Не секс, не страсть — об этом сейчас и мысли не было. Им обоим нужна была только близость: знакомое тепло, знакомый запах, звуки знакомого дыхания — чтобы все тело могло прикоснуться, почувствовать это тепло — и наконец, согреться...
Дыхание вырывалось с трудом, все его тело содрогалось, будто в беззвучных приступах рыдания. Может быть, если бы удалось, действительно, заплакать, стало бы легче? Он терся лицом о плечо Карен, шею, волосы, пытаясь справиться с этой странной... неправильной дрожью; обхватил ногами ее ноги, словно в попытке вобрать ее целиком в себя.

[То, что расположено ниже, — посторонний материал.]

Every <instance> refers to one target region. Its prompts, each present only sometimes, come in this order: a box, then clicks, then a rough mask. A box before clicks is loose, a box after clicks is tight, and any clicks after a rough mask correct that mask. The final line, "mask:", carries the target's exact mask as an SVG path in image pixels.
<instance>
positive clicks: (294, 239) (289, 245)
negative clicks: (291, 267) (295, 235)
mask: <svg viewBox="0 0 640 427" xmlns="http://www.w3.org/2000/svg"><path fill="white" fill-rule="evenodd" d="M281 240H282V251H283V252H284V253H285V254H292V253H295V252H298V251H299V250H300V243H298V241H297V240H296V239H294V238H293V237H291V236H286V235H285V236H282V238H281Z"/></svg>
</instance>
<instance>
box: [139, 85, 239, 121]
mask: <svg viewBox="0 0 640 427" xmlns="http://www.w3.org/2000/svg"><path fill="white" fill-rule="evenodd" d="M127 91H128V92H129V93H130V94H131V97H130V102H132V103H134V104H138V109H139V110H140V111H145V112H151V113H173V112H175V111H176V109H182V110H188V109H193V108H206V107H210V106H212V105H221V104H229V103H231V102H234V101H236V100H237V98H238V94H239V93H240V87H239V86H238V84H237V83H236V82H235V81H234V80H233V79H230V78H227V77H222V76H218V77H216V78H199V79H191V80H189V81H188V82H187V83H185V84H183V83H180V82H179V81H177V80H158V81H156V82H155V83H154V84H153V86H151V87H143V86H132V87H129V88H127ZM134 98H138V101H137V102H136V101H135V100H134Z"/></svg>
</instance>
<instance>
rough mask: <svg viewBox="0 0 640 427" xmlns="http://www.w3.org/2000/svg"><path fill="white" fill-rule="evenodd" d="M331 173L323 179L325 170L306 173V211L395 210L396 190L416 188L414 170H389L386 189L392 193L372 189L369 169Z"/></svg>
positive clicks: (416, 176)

Ему показалось, что у нее на лице слезы, и он попытался стереть их щекой, почувствовал, как на бок ему легла маленькая рука с заледеневшими пальцами, и закивал: «Да, да, именно так!» Да... и теперь можно согреться... и, может быть, перестать дрожать...
ГЛАВА ДВАДЦАТЬ ВТОРАЯ
По случаю воскресного дня Мануэла пришла только в девять — Бог не простил бы ей неявки на воскресную мессу. Дом был подозрительно тих и заперт. Воспользовавшись своим ключом от задней двери, она вошла в гостиную с твердым намерением первым делом включить телевизор — и замерла в дверях.
Сначала ей показалось, что перед ней случай двойного самоубийства — недаром хозяева уже несколько дней были явно не в себе! И в сериале недавно про такое показывали! Но в следующую секунду Мануэла услышала чуть слышное дыхание, заставившее ее немедленно отвергнуть первоначальную версию. Зато четыре босые пятки, торчащие с дивана, настроили ее мысли совсем на другой лад.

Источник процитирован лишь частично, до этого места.